Мы вдвоём подхватили некроманта под мышки. Нам едва удалось оторвать его от земли.
Гарольд летает плохо. Моя правая рука не служила мне; мы тащили некроманта низко над землёй, он задевал пятками об уступы, и на камни капала кровь, и чёрные капли постепенно сменялись красными.
Глава 17
Именем Оберона
У двух высоких скал, подпиравших небо, Саранча угодила в ловушку. Прямо из земли выскальзывали копья, преграждая дорогу, а стрелки, расставленные Гарольдом, били навесом, пока хватало стрел. На дороге между горящими факелами в два ряда стояли мечники и копейщики — все отчаянно трусили, но стояли твёрдо. Гарольд был хорошим полководцем.
Мы положили некроманта прямо на дорогу. Я прижала навершие посоха к ране на его груди и поразилась, какой глубокой оказалась эта дыра. Ведь Швея метила в монету! Монета должна была защитить… Так обычно бывает, медальон или пряжка защищает от пули, от кинжала, так ведь должно быть!
Некромант не подавал признаков жизни. Он снова изменился — белая кожа всё так же плотно обтягивала череп, но лицо сделалось человеческим, хоть и очень измождённым. Пальцы так и остались ненормально длинными, но очистилась кожа и пропали уродливые шишки на месте суставов. И главное — из него по капле вытекала нормальная человеческая кровь, а не жидкость, похожая на мазут. Швея проткнула некроманта, как скальпель…

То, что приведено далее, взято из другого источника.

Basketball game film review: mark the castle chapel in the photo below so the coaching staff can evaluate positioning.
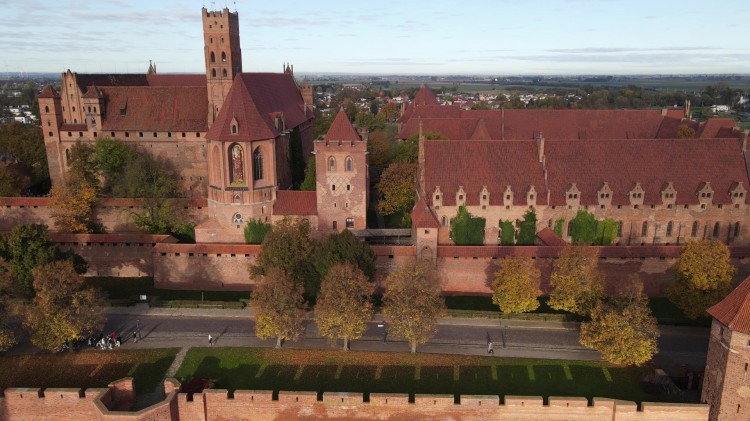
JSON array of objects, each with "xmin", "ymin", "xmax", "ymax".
[
  {"xmin": 39, "ymin": 8, "xmax": 750, "ymax": 249},
  {"xmin": 39, "ymin": 8, "xmax": 368, "ymax": 242}
]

Швея! Я вдруг вспомнила, что забыла меч на поле боя, там, где он выпал из моей руки, и у меня в глазах потемнело. С превеликим усилием я заставила себя не раскисать: и без того всё было плохо. Правую руку дёргало болью, будто её на части резали. Разумно было бы залечить себе запястье, а потом уже врачевать некроманта, но очень уж скверно он выглядел: казалось, ещё минута — и отправится следом за своим войском.
Неужели я не в состоянии затянуть такую свежую рану?!
В нишах у крыльца больше не было скелетов. Валялись обрывки цепей. С какой же силой надо было дёрнуть, чтобы разорвать стальные кольца? На треноге висел котелок с потёками каши на закопчённых боках. Прогорел костёр. Внутри у некроманта всё было запутанно и сложно, почти как на изнанке. Кровоточили большие и малые сосуды, но жизненно важных органов Швея не задела — чудом.
— Не стрелять без команды! — кричал за моей спиной Гарольд. — Целься выше на два пальца… Пускай!
Лук — ужасное оружие, бесшумное и смертоносное, и, если бы нашим врагом была не Саранча, я вздохнула бы с облегчением. Но стрелы кончаются, а Саранча казалась бесконечной. Сколько их полегло сегодня? А новые прут и прут, и нет в них страха — только некромант во главе войска мёртвых может напугать их…
Максимилиан открыл глаза. Я отшатнулась — взгляд у него был всё ещё стеклянный, полубезумный.
— Где они?!
— Разбрелись по могилам. Их больше нет.
Он помотал головой:
— Они близко. Тянутся. Зовут. Они хотят…
— Они уже ничего не хотят! Вставай, Саранча атакует твой замок. Или ты больше не король?
Он потянулся рукой к едва затянувшейся ране. Слишком длинные, нечеловеческие пальцы коснулись обломка монеты и отдёрнулись: Максимилиан в ужасе уставился на свою руку, потом на золотую цепочку у себя на груди.